Three RAF Hercules aircraft have rescued a further 150 people - including 20 Britons - from the Libyan desert, the defence secretary has said.
The first and second aircraft have landed in Malta and the third is due to arrive shortly, said Liam Fox.
One plane suffered minor damage after coming under small-arms fire, the Ministry of Defence has since revealed.
David Cameron said he was "delighted" at the rescue and called on Libyan leader Col Muammar Gaddafi to "go now".
The prime minister paid tribute to the armed forces' bravery in carrying out an operation "that was not without its difficulties".
Some of those rescued have described the moment the Hercules was shot at above a strip south west of Benghazi, forcing it to abandon a landing.
One British oil worker said: "The aircraft took two hits on the right hand side of the fuselage, you just heard "bang bang" as the rounds actually struck."
Another said after failing to land at two blocked off fields, the Hercules was trying again at a third when the firing started, forcing them to abort.

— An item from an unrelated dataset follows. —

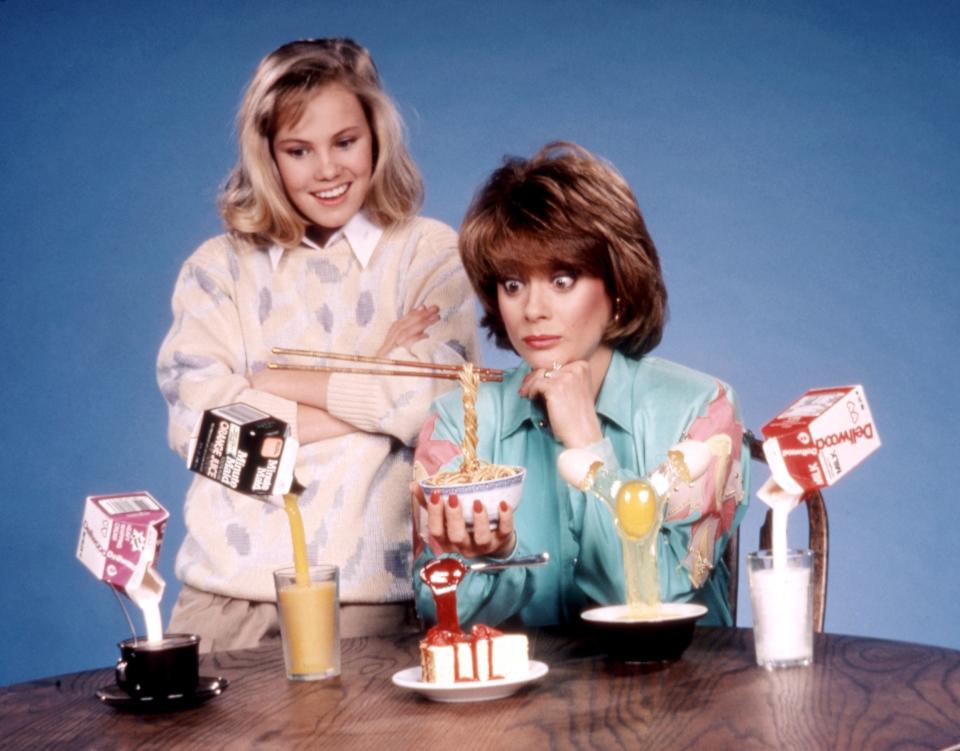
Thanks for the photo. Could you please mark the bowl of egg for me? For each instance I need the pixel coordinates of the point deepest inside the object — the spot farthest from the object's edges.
(659, 633)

The Ministry of Defence said: "We can confirm that during the operation... one of our C130 aircraft appears to have suffered minor damage consistent with small arms fire.
"There were no injuries to passengers or crew and the aircraft returned safely to Malta."
Meanwhile, the Royal Navy frigate HMS Cumberland has left Benghazi for Malta carrying about 200 civilians, including 50 Britons.
The Foreign Office believes the bulk of British nationals who want to leave are now out of Libya, said BBC security correspondent Frank Gardner.
Two RAF Hercules flew 150 oil workers, many of them British nationals, to the safety of Malta on Saturday.
One flight carrying some of the rescued workers - 79 of whom are British - arrived at Gatwick on Sunday, followed by a second, carrying 25 Britons, early on Monday morning.
Quality control manager Mike O'Donoghue, from Bridlington, North Yorkshire, was among those rescued from a compound in the southern region of Libya.
"About a week ago... we were overrun by local criminal militia. They were coming on site with guns and knives, and intimidating and threatening - loosening off rounds."
The Foreign Office made arrangements to evacuate people from that region, he said, adding that their rescuers were "magic people".
"They're the best in the world. You know we owe them perhaps our lives. We don't know. But they were certainly risking theirs."
Those on board HMS Cumberland will be met in Malta, after a 12-hour sea journey - and flown to the UK on Monday or Tuesday.
The government said HMS York remained in the region and was "ready to assist as required".
The FCO is also urging those who have already left Libya to contact them on 0207 008 0000 to ensure they have been accounted for.
About 100,000 people have fled anti-government unrest in Libya over the past week, the UN estimates.
As the Libyan leader, Col Muammar Gaddafi, battles for political survival amid an uprising that began in the east of the country, the UK's foreign secretary said it was time for him to step down.
William Hague told the BBC: "Of course, it is time for Col Gaddafi to go, that is the best hope for Libya."
The UK has frozen his British-held assets and those of his family, and withdrawn their diplomatic immunity on British soil.
It followed UN Security Council sanctions agreed on Saturday backing an arms embargo and asset freeze, and referring Col Gaddafi to the International Criminal Court for alleged crimes against humanity.
Business Secretary Vince Cable has also banned the unlicensed export of any uncirculated Libyan banknotes.
It came after the Libyan regime had asked to ship an estimated £900m worth of British-printed banknotes to Tripoli.
The Foreign Office has closed the British embassy in Tripoli, leaving a skeleton staff working in a different building.